GoPro HD Hero2 Camcorder Review
The GoPro Hero2 captures motion differently than a normal camcorder, but the end result sill looked positive for the hands-free camcorder. Our motion test footage had some noise and blur (and some choppy movement), but artifacting wasn't all that bad and we were impressed by the plethora of frame rates offered on the Hero2. Most importantly, we found the camcorder's motion footage looked better than our test with the Contour+ hands-free camcorder. The Contour had more artifacting and interference than the GoPro, which is something you should be able to see in our test clip below.
The video directly below was shot with using the Hero2's narrow field of view setting, which had a similar recording angle to a standard consumer camcorder (still wide, but not so wide that it created an overwhelming fish-eye effect).

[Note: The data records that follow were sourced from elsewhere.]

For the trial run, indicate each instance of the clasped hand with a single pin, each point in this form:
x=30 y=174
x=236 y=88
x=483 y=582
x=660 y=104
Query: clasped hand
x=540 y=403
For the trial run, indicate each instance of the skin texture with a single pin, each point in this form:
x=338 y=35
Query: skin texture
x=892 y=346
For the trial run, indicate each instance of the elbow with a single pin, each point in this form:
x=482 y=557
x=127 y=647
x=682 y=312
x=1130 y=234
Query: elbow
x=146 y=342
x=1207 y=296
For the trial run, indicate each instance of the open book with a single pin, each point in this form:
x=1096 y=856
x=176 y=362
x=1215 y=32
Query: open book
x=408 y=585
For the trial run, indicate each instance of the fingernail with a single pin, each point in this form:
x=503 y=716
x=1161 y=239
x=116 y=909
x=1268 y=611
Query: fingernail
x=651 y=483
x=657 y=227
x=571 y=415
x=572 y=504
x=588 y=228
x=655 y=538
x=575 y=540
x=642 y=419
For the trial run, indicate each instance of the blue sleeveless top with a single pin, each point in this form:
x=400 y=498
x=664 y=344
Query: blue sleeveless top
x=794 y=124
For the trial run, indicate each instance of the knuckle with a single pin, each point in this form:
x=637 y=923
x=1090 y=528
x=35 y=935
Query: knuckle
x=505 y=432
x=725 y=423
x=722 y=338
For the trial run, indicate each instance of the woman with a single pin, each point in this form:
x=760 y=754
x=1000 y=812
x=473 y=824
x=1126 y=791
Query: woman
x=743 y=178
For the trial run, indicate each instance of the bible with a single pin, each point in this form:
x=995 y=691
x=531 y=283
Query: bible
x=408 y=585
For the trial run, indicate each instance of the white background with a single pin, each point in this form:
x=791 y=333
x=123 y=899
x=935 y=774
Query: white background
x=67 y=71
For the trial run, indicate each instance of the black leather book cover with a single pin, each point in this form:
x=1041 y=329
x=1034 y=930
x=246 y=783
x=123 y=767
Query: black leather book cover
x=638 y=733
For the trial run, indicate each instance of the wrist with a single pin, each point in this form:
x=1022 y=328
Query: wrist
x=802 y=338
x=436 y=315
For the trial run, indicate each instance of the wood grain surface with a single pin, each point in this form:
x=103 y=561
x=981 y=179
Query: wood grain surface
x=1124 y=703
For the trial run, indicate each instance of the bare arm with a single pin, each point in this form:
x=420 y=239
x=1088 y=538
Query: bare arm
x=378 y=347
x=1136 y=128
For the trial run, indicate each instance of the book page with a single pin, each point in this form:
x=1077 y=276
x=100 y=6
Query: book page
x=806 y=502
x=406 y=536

Further down on the page, is the same motion test shot with the camcorder's wide field of view setting. The difference is extreme, and you can see how much of a warping effect the wide setting adds to the footage. More on how we test motion.
Motion Test - Wide Field of View
Resolution & Frame Rates
In terms of the amount of frame rates and resolutions offered for recording, the Hero2 runs circles around the Contour+ camcorder. GoPro includes one Full HD record mode on the Hero2 (a 1920 × 1080 resolution with a 30p frame rate), two 1280 × 960 modes (at 48fps or 30p), two 1280 × 720 options (at 60p and 30p), and two standard definition record modes (an 848 × 480 resolution).
Slow Motion Modes
To top it all off, one of the two standard definition modes on the Hero2 is a 120fps slow motion mode (the other SD mode records using a 60p frame rate). A 120fps mode won’t produce wildly slow motion effects, but it should produce video that looks about half speed compared to 60p during playback.